Lamentable generalización

No podés abrir las puertas a más de un millón de personas, si no tenés concepto. Eso es lo que hizo Angela Merkel. El viento le sopla en contra a la canciller alemana, quien en un gesto de humanismo abrió de par en par las puertas del país a más de un millón de refugiados, pero la falta de infraestructura y de aceptación en la sociedad le pasan factura política al dinosaurio en la cancillería.

La apertura

El conflicto en Siria generó un éxodo masivo rumbo a Europa, el pais soñado de la mayoría de los refugiados es Alemania. Desconociendo la mediocre realidad de vivir en Alemania piensan que es una suerte de Schlaraffenland de mil y una noches, pero Alemania está muy lejos de serlo. No obstante el flujo no cesa y todos los países, desde Turquía hasta Austria no paran el tránsito de refugiados hacia el norte – recién ayer Austria decidió tomar medidas.

Viena anunció que establecerá restricciones a la cantidad de refugiados que recibirá hasta mediados de 2019, lo que llevó a que países de la ruta de los Balcanes como Eslovenia decidieran evaluar posibles medidas similares. En un intento por frenar el flujo migratorio hacia la Unión Europea (UE), Austria dispuso que este año permitirá el ingreso de un máximo de 37.500 migrantes, es decir, 50.000 menos que los admitidos en 2015. Una drástica medida teniendo en cuenta que ya más de 35.000 refugiados llegaron en los 20 primeros días del año a Grecia procedentes de Turquía.

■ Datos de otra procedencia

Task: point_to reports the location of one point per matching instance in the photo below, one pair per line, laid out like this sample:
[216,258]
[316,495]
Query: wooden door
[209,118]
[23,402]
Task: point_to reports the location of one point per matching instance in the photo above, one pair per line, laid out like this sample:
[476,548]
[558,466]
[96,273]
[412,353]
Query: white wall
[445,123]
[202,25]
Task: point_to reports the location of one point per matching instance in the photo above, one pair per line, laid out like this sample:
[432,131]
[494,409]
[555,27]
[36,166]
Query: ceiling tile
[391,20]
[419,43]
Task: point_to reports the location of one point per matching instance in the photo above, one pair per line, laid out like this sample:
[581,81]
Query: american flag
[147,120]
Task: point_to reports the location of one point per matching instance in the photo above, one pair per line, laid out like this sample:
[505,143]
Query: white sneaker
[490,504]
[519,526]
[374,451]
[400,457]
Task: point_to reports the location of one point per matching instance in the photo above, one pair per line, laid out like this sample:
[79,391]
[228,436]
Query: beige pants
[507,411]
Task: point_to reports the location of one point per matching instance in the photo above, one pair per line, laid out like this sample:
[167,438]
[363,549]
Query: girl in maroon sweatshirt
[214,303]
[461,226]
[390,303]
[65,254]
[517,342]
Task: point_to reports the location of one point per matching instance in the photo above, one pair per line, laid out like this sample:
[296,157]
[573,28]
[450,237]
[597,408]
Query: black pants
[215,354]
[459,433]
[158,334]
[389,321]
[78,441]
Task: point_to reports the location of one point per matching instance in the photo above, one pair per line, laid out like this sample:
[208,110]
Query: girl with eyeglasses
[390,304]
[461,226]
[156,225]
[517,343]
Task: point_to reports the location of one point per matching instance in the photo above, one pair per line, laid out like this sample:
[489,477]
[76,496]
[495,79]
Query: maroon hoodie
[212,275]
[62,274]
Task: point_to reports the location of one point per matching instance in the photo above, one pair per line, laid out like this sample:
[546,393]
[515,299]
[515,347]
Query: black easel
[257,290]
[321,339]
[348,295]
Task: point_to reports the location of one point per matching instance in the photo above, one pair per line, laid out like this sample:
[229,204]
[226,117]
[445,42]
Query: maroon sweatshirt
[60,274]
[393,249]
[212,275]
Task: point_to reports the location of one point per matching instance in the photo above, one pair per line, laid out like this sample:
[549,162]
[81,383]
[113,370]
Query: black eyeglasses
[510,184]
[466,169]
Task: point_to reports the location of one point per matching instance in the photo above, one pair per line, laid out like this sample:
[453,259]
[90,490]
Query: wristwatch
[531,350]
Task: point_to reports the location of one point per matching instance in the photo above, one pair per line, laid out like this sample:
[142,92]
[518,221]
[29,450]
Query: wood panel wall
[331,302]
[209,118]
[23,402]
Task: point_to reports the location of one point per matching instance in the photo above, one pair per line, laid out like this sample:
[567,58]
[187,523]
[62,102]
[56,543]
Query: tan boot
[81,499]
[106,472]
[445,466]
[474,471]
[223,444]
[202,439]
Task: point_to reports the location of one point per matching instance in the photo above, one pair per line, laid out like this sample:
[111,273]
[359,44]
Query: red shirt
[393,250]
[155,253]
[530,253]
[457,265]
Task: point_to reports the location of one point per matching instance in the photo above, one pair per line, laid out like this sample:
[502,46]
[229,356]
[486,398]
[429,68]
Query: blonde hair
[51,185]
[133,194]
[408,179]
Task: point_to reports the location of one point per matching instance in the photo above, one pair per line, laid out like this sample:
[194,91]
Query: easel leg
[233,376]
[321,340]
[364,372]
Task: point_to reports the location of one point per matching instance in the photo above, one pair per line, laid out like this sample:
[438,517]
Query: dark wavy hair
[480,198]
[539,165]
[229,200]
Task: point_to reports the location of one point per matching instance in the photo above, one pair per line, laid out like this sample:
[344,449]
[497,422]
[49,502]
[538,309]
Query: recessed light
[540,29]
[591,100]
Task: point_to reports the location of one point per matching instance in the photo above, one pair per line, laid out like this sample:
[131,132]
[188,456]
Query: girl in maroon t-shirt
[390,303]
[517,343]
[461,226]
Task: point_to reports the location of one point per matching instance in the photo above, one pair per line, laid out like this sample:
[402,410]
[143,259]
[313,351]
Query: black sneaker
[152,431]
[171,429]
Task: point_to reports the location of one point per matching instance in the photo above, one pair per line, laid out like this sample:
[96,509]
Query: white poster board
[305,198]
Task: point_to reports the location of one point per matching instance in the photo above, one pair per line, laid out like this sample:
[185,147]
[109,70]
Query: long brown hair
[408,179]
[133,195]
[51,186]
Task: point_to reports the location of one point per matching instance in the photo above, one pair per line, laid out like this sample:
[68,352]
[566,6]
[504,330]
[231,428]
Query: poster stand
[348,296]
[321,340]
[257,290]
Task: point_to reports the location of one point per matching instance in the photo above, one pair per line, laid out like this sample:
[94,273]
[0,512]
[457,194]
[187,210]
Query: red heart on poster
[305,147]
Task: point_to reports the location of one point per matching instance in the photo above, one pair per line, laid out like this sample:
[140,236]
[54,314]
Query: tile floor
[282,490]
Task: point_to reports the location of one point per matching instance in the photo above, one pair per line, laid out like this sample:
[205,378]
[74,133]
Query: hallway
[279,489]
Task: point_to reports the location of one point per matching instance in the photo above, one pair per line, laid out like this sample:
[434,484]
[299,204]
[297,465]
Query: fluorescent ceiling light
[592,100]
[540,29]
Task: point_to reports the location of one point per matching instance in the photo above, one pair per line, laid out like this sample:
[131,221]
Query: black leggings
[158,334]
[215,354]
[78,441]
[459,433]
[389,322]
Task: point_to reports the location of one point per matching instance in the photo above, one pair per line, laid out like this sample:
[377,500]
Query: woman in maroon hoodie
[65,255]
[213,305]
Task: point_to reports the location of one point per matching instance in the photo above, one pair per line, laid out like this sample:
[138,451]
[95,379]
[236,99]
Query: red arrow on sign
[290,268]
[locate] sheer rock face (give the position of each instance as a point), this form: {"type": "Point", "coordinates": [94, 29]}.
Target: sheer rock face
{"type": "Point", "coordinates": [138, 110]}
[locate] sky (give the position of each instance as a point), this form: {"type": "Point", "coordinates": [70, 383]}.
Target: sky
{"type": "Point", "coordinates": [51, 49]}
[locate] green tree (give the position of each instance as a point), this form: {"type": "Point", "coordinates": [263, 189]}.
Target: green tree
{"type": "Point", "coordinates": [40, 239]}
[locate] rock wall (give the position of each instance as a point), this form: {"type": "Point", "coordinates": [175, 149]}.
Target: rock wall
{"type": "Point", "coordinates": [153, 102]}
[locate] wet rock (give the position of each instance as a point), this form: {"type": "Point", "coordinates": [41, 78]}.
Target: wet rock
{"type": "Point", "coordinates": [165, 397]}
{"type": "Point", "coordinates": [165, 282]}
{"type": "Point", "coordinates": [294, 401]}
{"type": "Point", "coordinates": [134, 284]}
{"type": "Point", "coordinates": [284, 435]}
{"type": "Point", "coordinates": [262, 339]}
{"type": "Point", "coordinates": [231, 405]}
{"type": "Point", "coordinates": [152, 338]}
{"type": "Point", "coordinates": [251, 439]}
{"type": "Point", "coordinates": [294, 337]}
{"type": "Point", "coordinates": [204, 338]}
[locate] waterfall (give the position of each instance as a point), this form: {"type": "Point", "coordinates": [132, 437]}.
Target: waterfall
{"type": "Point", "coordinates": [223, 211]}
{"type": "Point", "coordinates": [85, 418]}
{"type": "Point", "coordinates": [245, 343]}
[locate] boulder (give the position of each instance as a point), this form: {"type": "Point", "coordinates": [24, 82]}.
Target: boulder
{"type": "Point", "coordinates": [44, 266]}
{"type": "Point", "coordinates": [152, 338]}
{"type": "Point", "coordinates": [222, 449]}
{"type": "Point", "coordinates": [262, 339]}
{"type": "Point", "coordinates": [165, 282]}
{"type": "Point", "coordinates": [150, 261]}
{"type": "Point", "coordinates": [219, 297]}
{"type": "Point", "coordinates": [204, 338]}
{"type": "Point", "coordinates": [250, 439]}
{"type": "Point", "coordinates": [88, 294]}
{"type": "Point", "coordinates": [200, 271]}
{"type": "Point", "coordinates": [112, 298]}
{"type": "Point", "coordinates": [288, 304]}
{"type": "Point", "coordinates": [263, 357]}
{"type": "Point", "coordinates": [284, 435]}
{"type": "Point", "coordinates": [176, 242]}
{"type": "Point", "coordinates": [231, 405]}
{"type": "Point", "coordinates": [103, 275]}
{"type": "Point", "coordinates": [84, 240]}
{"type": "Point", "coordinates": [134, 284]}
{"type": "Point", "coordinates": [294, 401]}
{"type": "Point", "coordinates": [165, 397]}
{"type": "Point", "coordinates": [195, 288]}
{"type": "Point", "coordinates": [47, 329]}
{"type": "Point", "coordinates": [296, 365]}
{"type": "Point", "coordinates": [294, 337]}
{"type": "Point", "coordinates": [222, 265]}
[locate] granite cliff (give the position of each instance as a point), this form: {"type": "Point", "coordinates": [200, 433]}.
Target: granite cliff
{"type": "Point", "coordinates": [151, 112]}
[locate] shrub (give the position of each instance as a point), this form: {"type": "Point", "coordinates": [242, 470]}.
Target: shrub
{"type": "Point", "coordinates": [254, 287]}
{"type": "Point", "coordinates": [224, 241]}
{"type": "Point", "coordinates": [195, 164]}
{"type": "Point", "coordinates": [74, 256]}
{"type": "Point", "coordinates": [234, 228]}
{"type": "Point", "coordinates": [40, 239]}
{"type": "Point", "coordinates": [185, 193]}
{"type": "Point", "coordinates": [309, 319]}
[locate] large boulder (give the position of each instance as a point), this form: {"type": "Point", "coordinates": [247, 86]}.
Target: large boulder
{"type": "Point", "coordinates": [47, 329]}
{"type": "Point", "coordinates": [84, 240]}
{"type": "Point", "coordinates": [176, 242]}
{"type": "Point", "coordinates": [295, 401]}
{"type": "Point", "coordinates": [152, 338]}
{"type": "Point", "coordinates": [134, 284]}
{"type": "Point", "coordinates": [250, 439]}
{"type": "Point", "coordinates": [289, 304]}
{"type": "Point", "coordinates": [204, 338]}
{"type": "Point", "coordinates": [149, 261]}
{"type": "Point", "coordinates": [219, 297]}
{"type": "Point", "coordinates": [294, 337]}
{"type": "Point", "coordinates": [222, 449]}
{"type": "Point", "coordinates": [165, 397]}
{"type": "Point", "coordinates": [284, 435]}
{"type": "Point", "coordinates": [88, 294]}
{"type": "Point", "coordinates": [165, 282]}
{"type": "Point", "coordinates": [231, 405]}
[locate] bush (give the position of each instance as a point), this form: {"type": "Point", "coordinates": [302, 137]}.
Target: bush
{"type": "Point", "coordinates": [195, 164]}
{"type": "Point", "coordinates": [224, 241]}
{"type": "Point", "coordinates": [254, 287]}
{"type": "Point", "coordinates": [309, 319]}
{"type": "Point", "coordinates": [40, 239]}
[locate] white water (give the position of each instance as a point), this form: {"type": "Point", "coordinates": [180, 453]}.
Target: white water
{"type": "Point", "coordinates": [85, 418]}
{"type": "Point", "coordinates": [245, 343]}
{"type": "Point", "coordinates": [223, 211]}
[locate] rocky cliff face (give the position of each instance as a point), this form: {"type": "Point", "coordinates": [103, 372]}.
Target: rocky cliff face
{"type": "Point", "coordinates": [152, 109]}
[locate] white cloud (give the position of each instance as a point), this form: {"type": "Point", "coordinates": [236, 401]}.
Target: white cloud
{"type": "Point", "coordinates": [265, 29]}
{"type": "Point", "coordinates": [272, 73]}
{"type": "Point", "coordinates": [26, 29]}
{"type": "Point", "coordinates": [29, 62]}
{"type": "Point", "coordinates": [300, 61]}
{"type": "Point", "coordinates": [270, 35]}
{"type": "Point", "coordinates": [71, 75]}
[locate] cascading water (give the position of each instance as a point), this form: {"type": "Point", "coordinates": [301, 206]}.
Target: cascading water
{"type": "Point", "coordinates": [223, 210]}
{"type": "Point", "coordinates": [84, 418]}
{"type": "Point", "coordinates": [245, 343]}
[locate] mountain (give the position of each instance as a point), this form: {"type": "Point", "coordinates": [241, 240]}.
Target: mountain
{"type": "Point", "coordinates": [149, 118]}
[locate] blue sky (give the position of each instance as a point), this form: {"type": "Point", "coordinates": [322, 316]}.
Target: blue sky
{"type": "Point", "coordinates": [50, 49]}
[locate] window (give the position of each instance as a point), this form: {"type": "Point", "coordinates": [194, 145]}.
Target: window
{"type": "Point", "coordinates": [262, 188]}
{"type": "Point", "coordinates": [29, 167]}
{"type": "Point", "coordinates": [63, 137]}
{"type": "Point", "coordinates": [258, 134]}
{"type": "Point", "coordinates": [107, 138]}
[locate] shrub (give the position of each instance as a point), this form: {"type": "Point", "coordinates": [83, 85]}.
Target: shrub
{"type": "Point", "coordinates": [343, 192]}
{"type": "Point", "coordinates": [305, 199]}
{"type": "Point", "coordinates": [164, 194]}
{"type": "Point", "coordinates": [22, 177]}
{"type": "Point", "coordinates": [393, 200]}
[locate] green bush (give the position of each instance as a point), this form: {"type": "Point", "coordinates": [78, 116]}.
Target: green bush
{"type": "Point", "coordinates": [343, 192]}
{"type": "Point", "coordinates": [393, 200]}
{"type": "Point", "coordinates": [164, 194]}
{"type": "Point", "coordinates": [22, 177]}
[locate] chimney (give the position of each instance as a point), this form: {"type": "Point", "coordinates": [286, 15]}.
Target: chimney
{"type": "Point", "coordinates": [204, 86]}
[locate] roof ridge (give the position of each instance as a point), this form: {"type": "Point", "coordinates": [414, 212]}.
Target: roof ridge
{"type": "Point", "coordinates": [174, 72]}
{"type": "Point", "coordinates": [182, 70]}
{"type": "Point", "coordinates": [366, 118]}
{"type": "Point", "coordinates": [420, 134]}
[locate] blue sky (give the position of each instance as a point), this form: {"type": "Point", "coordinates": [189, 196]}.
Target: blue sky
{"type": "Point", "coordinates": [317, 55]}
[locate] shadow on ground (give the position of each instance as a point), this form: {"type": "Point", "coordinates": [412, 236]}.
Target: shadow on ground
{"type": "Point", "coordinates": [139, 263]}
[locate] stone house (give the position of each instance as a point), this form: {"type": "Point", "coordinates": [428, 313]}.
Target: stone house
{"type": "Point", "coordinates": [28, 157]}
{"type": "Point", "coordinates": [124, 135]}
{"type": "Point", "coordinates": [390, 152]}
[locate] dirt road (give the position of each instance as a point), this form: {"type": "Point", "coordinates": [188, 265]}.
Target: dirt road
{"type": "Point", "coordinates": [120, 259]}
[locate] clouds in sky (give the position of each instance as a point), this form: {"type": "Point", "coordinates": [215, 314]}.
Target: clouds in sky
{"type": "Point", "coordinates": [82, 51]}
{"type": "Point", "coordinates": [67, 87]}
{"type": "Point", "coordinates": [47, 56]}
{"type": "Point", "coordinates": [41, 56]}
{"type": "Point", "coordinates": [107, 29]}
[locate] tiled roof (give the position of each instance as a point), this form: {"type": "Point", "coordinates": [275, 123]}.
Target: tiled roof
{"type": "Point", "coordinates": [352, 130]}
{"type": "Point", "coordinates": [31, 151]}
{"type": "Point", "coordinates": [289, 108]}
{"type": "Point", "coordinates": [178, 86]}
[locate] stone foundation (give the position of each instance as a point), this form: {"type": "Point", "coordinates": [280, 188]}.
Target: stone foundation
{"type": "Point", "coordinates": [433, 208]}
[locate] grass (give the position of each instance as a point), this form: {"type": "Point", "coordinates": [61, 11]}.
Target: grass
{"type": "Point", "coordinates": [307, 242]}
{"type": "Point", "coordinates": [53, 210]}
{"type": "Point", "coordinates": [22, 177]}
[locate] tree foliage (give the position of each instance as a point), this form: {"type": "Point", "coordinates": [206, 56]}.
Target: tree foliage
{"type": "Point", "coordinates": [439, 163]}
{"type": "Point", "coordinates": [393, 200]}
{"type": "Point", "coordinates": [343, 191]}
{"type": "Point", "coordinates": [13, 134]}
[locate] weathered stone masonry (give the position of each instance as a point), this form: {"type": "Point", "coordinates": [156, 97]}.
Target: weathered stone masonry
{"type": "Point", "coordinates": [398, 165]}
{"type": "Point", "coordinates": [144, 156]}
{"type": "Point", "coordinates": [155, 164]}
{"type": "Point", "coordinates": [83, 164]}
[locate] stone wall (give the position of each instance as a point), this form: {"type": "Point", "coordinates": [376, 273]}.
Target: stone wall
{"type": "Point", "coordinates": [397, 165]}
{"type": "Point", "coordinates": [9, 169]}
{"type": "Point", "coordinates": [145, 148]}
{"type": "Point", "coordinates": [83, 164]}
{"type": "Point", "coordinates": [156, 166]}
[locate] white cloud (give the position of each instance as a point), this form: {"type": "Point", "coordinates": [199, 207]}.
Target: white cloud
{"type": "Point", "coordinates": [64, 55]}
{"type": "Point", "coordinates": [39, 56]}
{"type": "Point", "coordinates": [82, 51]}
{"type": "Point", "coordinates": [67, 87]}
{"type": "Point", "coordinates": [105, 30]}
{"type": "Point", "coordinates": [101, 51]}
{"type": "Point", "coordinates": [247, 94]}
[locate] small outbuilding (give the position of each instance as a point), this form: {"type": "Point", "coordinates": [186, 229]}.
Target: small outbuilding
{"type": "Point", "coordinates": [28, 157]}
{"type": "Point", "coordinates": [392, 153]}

En una reunión con parlamentarios de la Unión Socialcristiana de Baviera (CSU), partido hermanado con su Unión Cristianodemócrata (CDU) en Wildbad Kreuth, Merkel ignoró los pedidos de la base y queda aislada, más que nunca.

El odio

Las escenas en la estación de trenes de Múnich del verano, cuando miles de personas recibían con coros y aplausos a los miles de refugiados que lograban llegar a Alemania ya parecen ‘de otra película’. Hoy reina un resentimiento generalizado hacia los refugiados en Alemania. Tras unos incidentes a fin de año en Colonia, durante los cuales centenares de mujeres fueron incordiadas sexualmente y robadas, la intención de voto de partidos de ultraderecha se disparan.

La gestión de la acogida de refugiados  impulsó las perspectivas electorales de los euroescépticos. Una clara mayoría de los alemanes – un 60 por ciento – considera que Alemania no puede acoger semejantes oleadas migratorias, frente al 37 % que ve al país preparado para asumirlas. Y los grandes beneficiados son los euroescépticos de Alternativa por Alemania (AfD), actualmente sin representación en el Bundestag, que escalan hasta el 11 por ciento en la intención de votos de los alemanes.

El peligro

Alemania no logró durante décadas la integración de millones de personas, se trata de una sociedad que no cuenta con un momento integrador como sí lo tienen Estados Unidos o Uruguay. Con cada mala noticia el odio hacia los migrantes en general crece. Además de carecer de un claro concepto de integración, Alemania no cuenta con una infraestructura sólida para procesar la avalancha de refugiados, quienes se enfrentan a un malvivir en centros de acogida y con poca perspectiva de futuro. Son ellos los primeros damnificados de un país sin ideas.

También la falta de consecuencia en el proceso de repatriación de refugiados a quienes se les negó el derecho a asilo es una especialidad germana. Y son justo esas personas de Marruecos o Bosnia los que impiden una ‘buena acogida’ de las personas necesitadas. El malestar genera un odio generalizado, seguro que un porcentaje normal de los refugiados es criminal, pero cada tropiezo es inflado hasta el no va más y el país se tiñe más de gris de lo habitual en su odio contra todo lo foráneo. Hasta surgen penosos manuales para explicar los estánderes de la sociedad alemana a los recién llegados salvajes, la cadena bávara de televisión, BR, dio un penoso ejemplo con su guía cultural online.